Looks like Seattle may not become home to the tallest skyscraper on the West Coast after all. The Federal Aviation Administration released a notice declaring the proposed 101-story downtown Seattle skyscraper a hazard to air navigation.
Miami-based developer Crescent Heights hopes to build two levels of retail shopping, four levels of above-grade parking, six levels of office space, 350 hotel rooms, and 1,200 residential units in the proposed Fourth and Columbia Tower.
But according to the FAA, at a height of 1,117 feet above the street, the proposed Fourth and Columbia Tower, also referred to as 4/C, could obstruct aircrafts (Not too mention Seattle’s wacky drone and UFO air traffic congestion.)

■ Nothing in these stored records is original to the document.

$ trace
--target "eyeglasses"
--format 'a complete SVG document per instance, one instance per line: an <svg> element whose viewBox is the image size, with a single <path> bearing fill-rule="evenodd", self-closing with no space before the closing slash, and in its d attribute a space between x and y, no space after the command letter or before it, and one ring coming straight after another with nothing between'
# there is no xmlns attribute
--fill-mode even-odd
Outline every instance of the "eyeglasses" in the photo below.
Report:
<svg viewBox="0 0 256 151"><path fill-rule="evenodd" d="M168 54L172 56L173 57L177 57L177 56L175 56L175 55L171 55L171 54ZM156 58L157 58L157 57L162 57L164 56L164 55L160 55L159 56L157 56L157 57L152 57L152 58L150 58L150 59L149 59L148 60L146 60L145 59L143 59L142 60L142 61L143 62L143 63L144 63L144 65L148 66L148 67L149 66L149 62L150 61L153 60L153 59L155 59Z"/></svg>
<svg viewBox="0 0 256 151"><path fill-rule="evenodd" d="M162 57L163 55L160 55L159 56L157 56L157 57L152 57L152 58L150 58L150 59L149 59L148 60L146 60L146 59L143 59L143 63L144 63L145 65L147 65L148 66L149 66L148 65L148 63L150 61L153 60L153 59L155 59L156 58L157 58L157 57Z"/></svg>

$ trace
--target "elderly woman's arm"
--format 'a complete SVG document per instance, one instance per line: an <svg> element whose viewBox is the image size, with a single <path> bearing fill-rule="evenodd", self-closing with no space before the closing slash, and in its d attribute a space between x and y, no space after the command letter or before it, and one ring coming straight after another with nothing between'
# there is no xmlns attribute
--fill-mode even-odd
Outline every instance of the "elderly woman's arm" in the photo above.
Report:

The FAA “presumed hazard” notice says construction cranes needed to build 4/C could interfere with helicopter traffic ferrying emergency patients to Harborview Medical Center, resulting in the a temporary closure of the helipad.
Despite this setback, the developer remains optimistic. In a statement to KOMO News, Crescent Heights says the FAA notice is part of a “standard, business-as-usual review process” and “all development projects are presumed to be hazards until determined otherwise”.
If the FAA changes their tune, when would construction of 4/C begin? Puget Sound Business Journal reports that in early submissions to the city, Crescent Heights officials said they’d like to start building in 2017. Crescent Heights still has to get the city to sign off on the design of any project before the company can apply for a master-use permit.
Will Seattle have the tallest tower of them all? Wait and see.